In early 1982, I was a 3rd year student at Penn on my first medicine ward rotation. One night, my team admitted a young gay man with a bizarre story: progressive wasting, spiking fevers, profound dyspnea, and diffuse infiltrates on his chest x-ray. The next morning, I presented the case to my attending, David Goldmann. Having just read reports of a similar illness galloping through urban gay communities, at the end of my presentation David said gravely, “This thing” – the disease didn’t yet have a name – “is changing the way we practice medicine.”
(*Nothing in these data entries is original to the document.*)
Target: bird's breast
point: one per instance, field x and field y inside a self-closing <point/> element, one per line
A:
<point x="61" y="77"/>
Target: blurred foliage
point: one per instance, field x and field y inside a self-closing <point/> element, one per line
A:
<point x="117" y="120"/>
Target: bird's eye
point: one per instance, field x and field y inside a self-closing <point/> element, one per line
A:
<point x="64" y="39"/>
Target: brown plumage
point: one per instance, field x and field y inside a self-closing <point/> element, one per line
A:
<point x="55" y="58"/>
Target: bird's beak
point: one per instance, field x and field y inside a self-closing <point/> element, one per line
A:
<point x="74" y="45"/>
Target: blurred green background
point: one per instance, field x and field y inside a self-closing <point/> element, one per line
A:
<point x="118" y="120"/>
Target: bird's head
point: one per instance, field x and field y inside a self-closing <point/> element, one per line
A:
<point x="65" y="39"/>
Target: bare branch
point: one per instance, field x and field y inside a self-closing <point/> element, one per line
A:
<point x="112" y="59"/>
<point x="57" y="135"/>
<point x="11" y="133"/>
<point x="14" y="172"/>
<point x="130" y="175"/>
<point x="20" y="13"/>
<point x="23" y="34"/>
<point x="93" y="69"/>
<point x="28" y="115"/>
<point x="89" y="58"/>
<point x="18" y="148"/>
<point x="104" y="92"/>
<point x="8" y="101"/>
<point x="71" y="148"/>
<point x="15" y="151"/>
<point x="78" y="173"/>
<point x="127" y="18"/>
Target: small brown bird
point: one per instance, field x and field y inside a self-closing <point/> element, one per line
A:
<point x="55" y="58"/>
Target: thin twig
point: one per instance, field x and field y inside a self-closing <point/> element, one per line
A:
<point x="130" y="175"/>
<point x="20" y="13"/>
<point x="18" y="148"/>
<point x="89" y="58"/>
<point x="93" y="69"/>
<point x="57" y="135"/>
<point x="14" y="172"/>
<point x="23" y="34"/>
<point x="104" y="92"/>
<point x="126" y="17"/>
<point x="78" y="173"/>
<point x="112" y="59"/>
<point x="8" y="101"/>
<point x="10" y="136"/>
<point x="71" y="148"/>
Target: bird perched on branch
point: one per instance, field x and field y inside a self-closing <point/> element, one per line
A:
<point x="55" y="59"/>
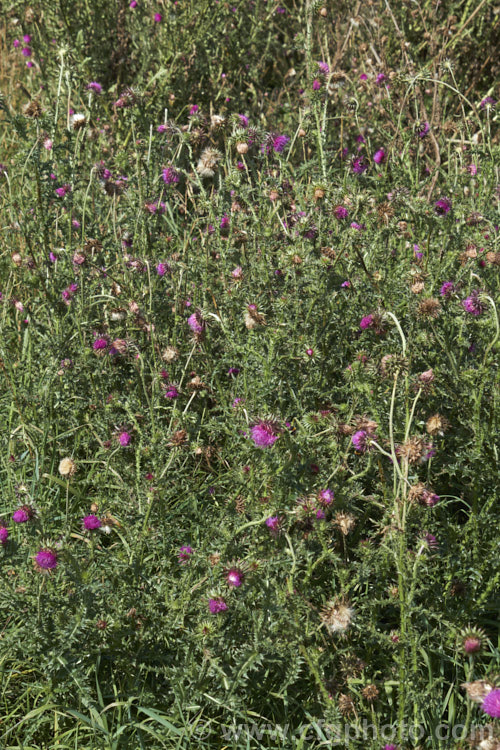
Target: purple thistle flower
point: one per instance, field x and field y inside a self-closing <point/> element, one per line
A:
<point x="279" y="143"/>
<point x="162" y="268"/>
<point x="100" y="344"/>
<point x="340" y="212"/>
<point x="61" y="191"/>
<point x="326" y="497"/>
<point x="447" y="289"/>
<point x="46" y="559"/>
<point x="273" y="523"/>
<point x="491" y="704"/>
<point x="366" y="322"/>
<point x="170" y="176"/>
<point x="185" y="553"/>
<point x="423" y="129"/>
<point x="91" y="522"/>
<point x="264" y="433"/>
<point x="217" y="605"/>
<point x="360" y="440"/>
<point x="472" y="304"/>
<point x="95" y="87"/>
<point x="487" y="101"/>
<point x="442" y="206"/>
<point x="155" y="207"/>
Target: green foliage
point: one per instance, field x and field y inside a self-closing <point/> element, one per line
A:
<point x="315" y="276"/>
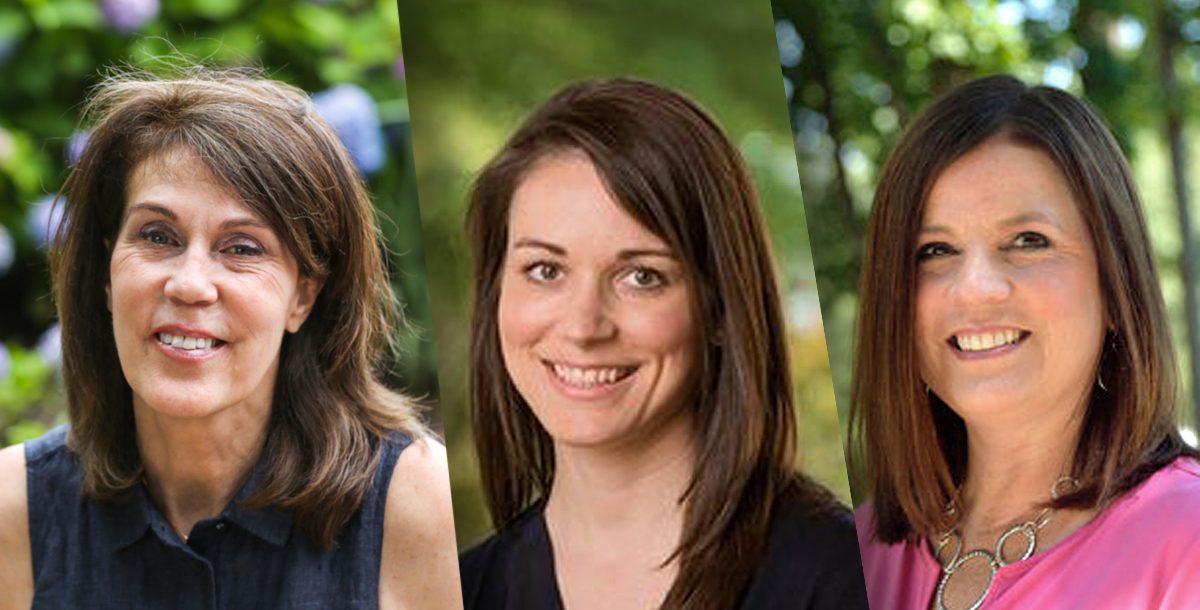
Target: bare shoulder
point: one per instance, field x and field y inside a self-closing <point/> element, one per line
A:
<point x="16" y="566"/>
<point x="419" y="567"/>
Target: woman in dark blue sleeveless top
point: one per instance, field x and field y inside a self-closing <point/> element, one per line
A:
<point x="222" y="304"/>
<point x="631" y="399"/>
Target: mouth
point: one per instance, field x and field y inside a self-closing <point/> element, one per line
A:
<point x="187" y="342"/>
<point x="589" y="377"/>
<point x="978" y="342"/>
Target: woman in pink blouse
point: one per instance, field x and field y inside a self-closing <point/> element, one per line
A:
<point x="1015" y="384"/>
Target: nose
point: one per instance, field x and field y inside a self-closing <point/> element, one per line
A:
<point x="983" y="279"/>
<point x="588" y="315"/>
<point x="191" y="280"/>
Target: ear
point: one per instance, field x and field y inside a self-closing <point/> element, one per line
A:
<point x="108" y="283"/>
<point x="307" y="291"/>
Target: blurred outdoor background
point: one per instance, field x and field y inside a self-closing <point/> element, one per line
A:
<point x="477" y="69"/>
<point x="858" y="71"/>
<point x="346" y="53"/>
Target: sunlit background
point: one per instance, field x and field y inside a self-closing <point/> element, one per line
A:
<point x="478" y="67"/>
<point x="857" y="72"/>
<point x="345" y="53"/>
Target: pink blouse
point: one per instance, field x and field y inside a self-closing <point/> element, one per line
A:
<point x="1141" y="552"/>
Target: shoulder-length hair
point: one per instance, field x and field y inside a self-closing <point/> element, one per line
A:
<point x="264" y="141"/>
<point x="667" y="163"/>
<point x="916" y="447"/>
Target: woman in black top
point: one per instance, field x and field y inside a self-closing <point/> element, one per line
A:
<point x="630" y="394"/>
<point x="223" y="304"/>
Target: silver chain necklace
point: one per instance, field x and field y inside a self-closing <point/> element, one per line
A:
<point x="994" y="557"/>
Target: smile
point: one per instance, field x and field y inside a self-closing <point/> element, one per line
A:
<point x="587" y="377"/>
<point x="975" y="342"/>
<point x="187" y="342"/>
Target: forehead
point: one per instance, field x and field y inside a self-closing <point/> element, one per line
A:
<point x="180" y="181"/>
<point x="1002" y="180"/>
<point x="564" y="201"/>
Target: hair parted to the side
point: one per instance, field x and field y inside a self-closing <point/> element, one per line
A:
<point x="915" y="446"/>
<point x="265" y="142"/>
<point x="667" y="163"/>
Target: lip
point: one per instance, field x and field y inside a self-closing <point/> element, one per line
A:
<point x="987" y="354"/>
<point x="187" y="356"/>
<point x="600" y="390"/>
<point x="186" y="330"/>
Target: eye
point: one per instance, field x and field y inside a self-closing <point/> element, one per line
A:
<point x="645" y="279"/>
<point x="543" y="271"/>
<point x="1031" y="240"/>
<point x="934" y="250"/>
<point x="244" y="249"/>
<point x="156" y="235"/>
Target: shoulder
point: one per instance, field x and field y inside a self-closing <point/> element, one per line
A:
<point x="418" y="564"/>
<point x="1164" y="507"/>
<point x="16" y="563"/>
<point x="811" y="554"/>
<point x="1167" y="502"/>
<point x="511" y="556"/>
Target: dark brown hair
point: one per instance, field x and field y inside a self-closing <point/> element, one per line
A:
<point x="915" y="446"/>
<point x="670" y="167"/>
<point x="267" y="143"/>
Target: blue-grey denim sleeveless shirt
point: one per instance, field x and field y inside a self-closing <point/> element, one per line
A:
<point x="126" y="556"/>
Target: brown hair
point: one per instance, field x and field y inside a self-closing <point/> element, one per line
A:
<point x="669" y="165"/>
<point x="915" y="446"/>
<point x="267" y="143"/>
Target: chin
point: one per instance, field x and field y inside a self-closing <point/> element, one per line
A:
<point x="171" y="404"/>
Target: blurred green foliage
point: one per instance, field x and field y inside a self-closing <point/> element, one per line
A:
<point x="859" y="70"/>
<point x="53" y="51"/>
<point x="478" y="67"/>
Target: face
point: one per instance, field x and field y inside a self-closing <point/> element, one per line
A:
<point x="595" y="311"/>
<point x="1009" y="316"/>
<point x="202" y="292"/>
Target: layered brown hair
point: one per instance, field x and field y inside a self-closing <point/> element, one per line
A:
<point x="667" y="163"/>
<point x="263" y="141"/>
<point x="916" y="448"/>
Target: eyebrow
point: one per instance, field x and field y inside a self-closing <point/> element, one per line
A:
<point x="1012" y="221"/>
<point x="624" y="255"/>
<point x="238" y="221"/>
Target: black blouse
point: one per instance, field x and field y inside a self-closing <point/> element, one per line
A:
<point x="118" y="556"/>
<point x="811" y="562"/>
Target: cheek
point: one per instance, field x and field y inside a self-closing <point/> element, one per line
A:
<point x="659" y="328"/>
<point x="928" y="333"/>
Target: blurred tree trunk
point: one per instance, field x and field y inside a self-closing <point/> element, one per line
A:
<point x="1168" y="33"/>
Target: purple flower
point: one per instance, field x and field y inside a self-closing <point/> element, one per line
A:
<point x="126" y="16"/>
<point x="354" y="117"/>
<point x="76" y="145"/>
<point x="49" y="345"/>
<point x="7" y="250"/>
<point x="45" y="219"/>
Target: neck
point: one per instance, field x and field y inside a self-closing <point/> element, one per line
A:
<point x="193" y="467"/>
<point x="1012" y="468"/>
<point x="612" y="500"/>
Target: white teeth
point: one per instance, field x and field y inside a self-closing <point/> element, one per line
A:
<point x="185" y="342"/>
<point x="987" y="340"/>
<point x="589" y="377"/>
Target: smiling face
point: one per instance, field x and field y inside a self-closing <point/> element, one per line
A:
<point x="201" y="291"/>
<point x="1009" y="317"/>
<point x="595" y="312"/>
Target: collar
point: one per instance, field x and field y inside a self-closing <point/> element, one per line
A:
<point x="129" y="520"/>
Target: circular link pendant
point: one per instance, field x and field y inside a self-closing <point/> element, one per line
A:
<point x="940" y="604"/>
<point x="1031" y="542"/>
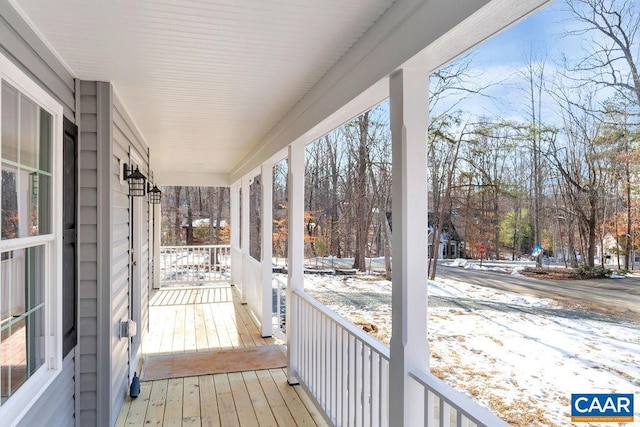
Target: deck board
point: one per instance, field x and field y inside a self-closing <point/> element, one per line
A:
<point x="209" y="319"/>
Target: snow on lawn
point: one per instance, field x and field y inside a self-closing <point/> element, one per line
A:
<point x="520" y="355"/>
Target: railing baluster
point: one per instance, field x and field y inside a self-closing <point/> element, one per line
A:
<point x="429" y="408"/>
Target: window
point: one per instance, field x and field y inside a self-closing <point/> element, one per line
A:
<point x="30" y="315"/>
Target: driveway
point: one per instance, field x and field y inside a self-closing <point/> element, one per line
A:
<point x="620" y="296"/>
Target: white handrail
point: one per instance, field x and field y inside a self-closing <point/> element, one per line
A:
<point x="194" y="265"/>
<point x="280" y="304"/>
<point x="450" y="399"/>
<point x="376" y="345"/>
<point x="342" y="367"/>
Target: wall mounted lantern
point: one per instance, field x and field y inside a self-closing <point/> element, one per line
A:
<point x="136" y="180"/>
<point x="154" y="194"/>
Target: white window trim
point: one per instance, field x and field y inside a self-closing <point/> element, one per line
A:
<point x="14" y="409"/>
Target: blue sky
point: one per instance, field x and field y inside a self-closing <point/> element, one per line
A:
<point x="498" y="61"/>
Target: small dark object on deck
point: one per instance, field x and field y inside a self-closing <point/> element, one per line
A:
<point x="134" y="391"/>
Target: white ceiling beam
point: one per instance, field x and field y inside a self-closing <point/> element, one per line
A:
<point x="411" y="33"/>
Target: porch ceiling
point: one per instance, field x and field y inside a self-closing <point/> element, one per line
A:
<point x="204" y="80"/>
<point x="215" y="86"/>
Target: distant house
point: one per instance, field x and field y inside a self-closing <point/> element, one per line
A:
<point x="449" y="241"/>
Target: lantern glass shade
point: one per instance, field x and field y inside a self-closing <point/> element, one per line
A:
<point x="137" y="180"/>
<point x="154" y="195"/>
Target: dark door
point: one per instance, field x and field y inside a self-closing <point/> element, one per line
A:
<point x="69" y="249"/>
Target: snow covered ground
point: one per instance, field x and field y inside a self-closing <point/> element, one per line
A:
<point x="520" y="355"/>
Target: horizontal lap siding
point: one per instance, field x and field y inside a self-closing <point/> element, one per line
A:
<point x="126" y="139"/>
<point x="19" y="43"/>
<point x="57" y="405"/>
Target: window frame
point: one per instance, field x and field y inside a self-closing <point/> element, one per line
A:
<point x="28" y="393"/>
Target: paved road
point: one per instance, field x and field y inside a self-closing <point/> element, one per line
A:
<point x="620" y="296"/>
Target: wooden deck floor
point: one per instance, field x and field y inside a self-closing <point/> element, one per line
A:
<point x="209" y="319"/>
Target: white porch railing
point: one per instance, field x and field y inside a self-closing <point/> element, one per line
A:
<point x="346" y="370"/>
<point x="279" y="302"/>
<point x="447" y="407"/>
<point x="194" y="265"/>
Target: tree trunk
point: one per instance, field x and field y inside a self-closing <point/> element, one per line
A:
<point x="189" y="218"/>
<point x="177" y="226"/>
<point x="362" y="205"/>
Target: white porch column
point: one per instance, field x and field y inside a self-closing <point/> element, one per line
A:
<point x="408" y="346"/>
<point x="157" y="235"/>
<point x="234" y="212"/>
<point x="295" y="253"/>
<point x="236" y="223"/>
<point x="244" y="235"/>
<point x="267" y="248"/>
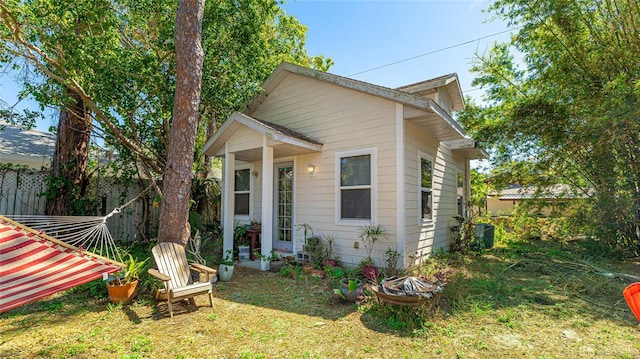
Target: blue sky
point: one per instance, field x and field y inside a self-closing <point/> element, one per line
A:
<point x="388" y="43"/>
<point x="364" y="35"/>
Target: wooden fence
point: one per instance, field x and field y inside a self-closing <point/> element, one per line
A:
<point x="20" y="194"/>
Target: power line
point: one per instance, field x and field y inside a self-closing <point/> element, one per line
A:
<point x="435" y="51"/>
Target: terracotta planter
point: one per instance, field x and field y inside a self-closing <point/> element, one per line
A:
<point x="632" y="296"/>
<point x="123" y="293"/>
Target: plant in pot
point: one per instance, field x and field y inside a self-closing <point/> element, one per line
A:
<point x="123" y="287"/>
<point x="391" y="257"/>
<point x="265" y="260"/>
<point x="350" y="287"/>
<point x="330" y="255"/>
<point x="242" y="241"/>
<point x="306" y="229"/>
<point x="226" y="267"/>
<point x="369" y="235"/>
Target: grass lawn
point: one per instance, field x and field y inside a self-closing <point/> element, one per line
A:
<point x="519" y="300"/>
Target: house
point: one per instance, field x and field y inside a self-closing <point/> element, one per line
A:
<point x="339" y="154"/>
<point x="30" y="148"/>
<point x="557" y="199"/>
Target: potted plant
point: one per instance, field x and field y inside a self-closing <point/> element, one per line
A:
<point x="369" y="235"/>
<point x="350" y="287"/>
<point x="243" y="241"/>
<point x="226" y="267"/>
<point x="330" y="255"/>
<point x="122" y="289"/>
<point x="307" y="229"/>
<point x="265" y="260"/>
<point x="391" y="257"/>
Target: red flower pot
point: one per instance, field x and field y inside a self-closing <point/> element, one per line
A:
<point x="632" y="296"/>
<point x="370" y="272"/>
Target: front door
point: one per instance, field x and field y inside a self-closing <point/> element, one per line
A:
<point x="283" y="203"/>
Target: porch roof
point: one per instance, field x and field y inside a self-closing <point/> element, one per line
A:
<point x="421" y="111"/>
<point x="285" y="141"/>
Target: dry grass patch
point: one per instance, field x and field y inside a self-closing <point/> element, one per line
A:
<point x="525" y="300"/>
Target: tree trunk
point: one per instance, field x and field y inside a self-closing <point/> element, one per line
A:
<point x="69" y="180"/>
<point x="174" y="213"/>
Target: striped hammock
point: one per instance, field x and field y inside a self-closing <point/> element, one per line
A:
<point x="34" y="265"/>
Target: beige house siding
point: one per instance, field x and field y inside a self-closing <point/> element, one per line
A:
<point x="365" y="122"/>
<point x="310" y="118"/>
<point x="423" y="239"/>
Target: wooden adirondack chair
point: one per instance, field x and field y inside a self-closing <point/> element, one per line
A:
<point x="175" y="272"/>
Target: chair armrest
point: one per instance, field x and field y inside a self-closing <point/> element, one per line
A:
<point x="163" y="277"/>
<point x="202" y="268"/>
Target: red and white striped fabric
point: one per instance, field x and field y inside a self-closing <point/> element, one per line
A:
<point x="32" y="267"/>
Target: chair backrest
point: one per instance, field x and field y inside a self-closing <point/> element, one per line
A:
<point x="171" y="260"/>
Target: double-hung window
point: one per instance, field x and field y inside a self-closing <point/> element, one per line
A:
<point x="356" y="185"/>
<point x="426" y="188"/>
<point x="460" y="192"/>
<point x="242" y="191"/>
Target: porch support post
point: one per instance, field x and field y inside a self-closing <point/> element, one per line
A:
<point x="228" y="200"/>
<point x="267" y="200"/>
<point x="466" y="196"/>
<point x="401" y="215"/>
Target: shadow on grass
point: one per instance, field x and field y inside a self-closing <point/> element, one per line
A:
<point x="306" y="295"/>
<point x="50" y="311"/>
<point x="557" y="281"/>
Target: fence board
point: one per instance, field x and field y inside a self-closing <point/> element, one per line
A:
<point x="20" y="194"/>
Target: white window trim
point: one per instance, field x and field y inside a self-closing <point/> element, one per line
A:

When I arrived at UCSF in 1983 to begin my internal medicine residency, it didn’t cross my mind that this decision would guarantee that my training would be dominated by this new scourge. In 1985, as a third year resident, I jotted down some of my reflections in an essay. It began:

Like many of today’s interns and residents training in San Francisco, New York, and Los Angeles, I have cared for many more patients with Pneumocystis carinii pneumonia than pneumococcal pneumonia, more patients with Kaposi’s sarcoma than breast cancer, and more patients with cryptocococcal meninigitis than meningococcal meningitis… This realization has prompted me to consider the impact of AIDS on medical residency training.

I sent this paper, entitled “The Impact of AIDS on Medical Residency Training,” off to the New England Journal of Medicine. Of course, this was a naïve and hubristic thing for a resident to do, but I really didn’t know any better. A few weeks later, while on the wards at the VA, I received a page for an outside call. “Hi, this is Dr. Marcia Angell,” said the voice on the other end. “I’m an editor at the New England Journal. We really liked your article but we’ll need a few changes before we publish it.”